Friday, September 23, 2016

Memories





Memories

How important are our memories? How important is the relationships that we build with the people who are closest to us in life and how does it play a part in our memories? Can you recall your earliest memories when you became self-aware of your environment, the relationship you had with your parents and siblings?
I remember my Father teaching me how to dance, he told me to stand on his feet and he would step back and forth and around guiding me as the music played. I remember my mother taking me to the first day of elementary school and how afraid I was when she left me. I remember playing kickball in the yard with my five siblings and how much fun we had. I remember the birth of my three sons, as well as the birth of my granddaughters. I remember taking my sons to their first day of school. I remember the expression on their faces when I took them to amusement park and the fun they were having as my husband and I looked on. I remember when they took their first steps or lost their first tooth. I remember my youngest son at three years old in front of the classroom doing show and tell confidently as his classmates looked on.
These are all the wonderful memories I can look back on now as I approach my late fifties and smile. It is a beautiful thing, memories.
Now, imagine yourself in the declining years of your life, your grown children having lives of their own, you are alone, except for the few friends you have and whatever activities you may have to keep you busy as a senior citizen. You have adult grandchildren, yet they are busy with their young lives. As a young man/woman you lived your life partying, traveling, perhaps so totally engrossed in a career, you did not make time for your family. Perhaps you were a drug addict to busy chasing your next fix, an alcoholic who could not stop drinking.  A parent that was too busy living their own life to think about the responsibility of raising children, a deadbeat father or mother and time passes by without one thought to the future. Before you know it, the music slows down, your body ages and slows down and your life is a series of lonely days and nights. You did not establish a relationship with your children or grandchildren and you are alone within four walls with just the echo of a Tv.
In that silence you have no wonderful or meaningful memories to reflect on....
In the vitality of youth very seldom does a person think about aging, that time in life where everything is behind them. If you are fortunate and blessed with the understanding that the relationships you have to the people close to you is the most important blessing you have, then every memory you make with them will be memorialize in their thoughts as well as yours.
I am reminded of a song by the Temptations it is entitled.
"I’ve never been to me," the song is about an old man who pulls aside a young man who reminds him of himself. He asks the man solemnly to listen to him as he begins to tell him how he wasted his life chasing empty self-serving dreams and a good time. He goes on to tell the young man that he had a family that he never appreciated nor took the time to stay settled with them and he missed out on everything that was important. He says, "I’ve been all over the world, but I've never been to me."
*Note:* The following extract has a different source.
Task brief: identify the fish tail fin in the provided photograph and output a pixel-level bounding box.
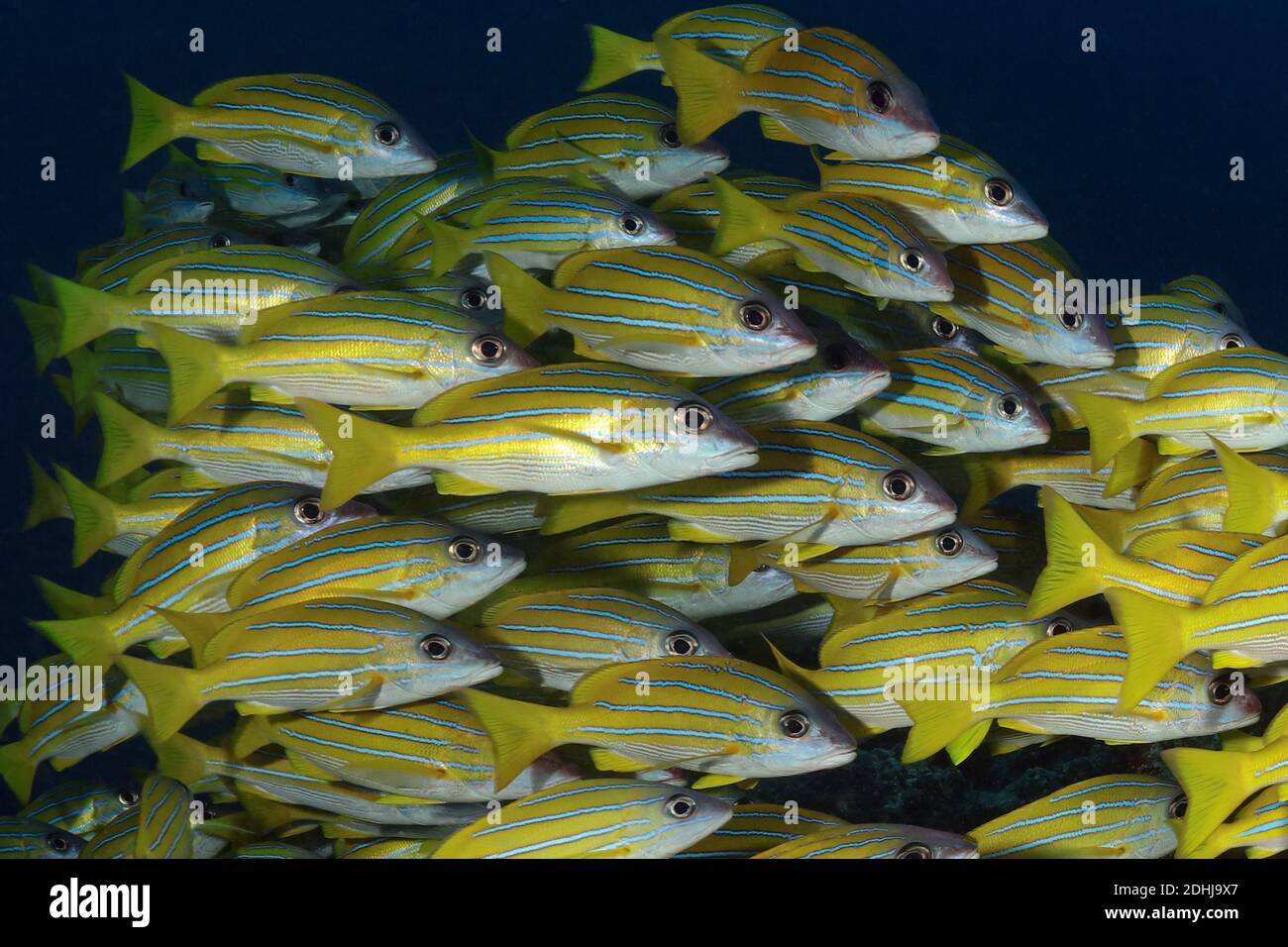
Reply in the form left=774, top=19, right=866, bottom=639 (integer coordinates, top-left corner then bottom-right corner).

It is a sad song, especially since I personally know people in this situation.
You see, memories are so very important because when you're older, you can look back on those memories of family, friends and they will remind you what a wonderful life you had, the good experiences and the bad because they all have culminated to make you the person you have become.
The recollection of those memories will sustain you when you have those quiet moments as a senior citizen. It is not just the memories you build for yourself that is important, but the memories you contribute to others as well. When someone close passes away, once the mourning passes what comforts you most is the memories of that person. It is the memories that keep that person alive in your heart.
Memories are sometimes taken for granted; they are an essential component to the human psyche. So while you're young, vibrant and full of life, take time to make wonderful memories with the people in your life, I can tell you personally, you won't regret it.
If you do not, you will have a lonely and sad life in your senior years .
And Always remember to tell someone you love....I love you.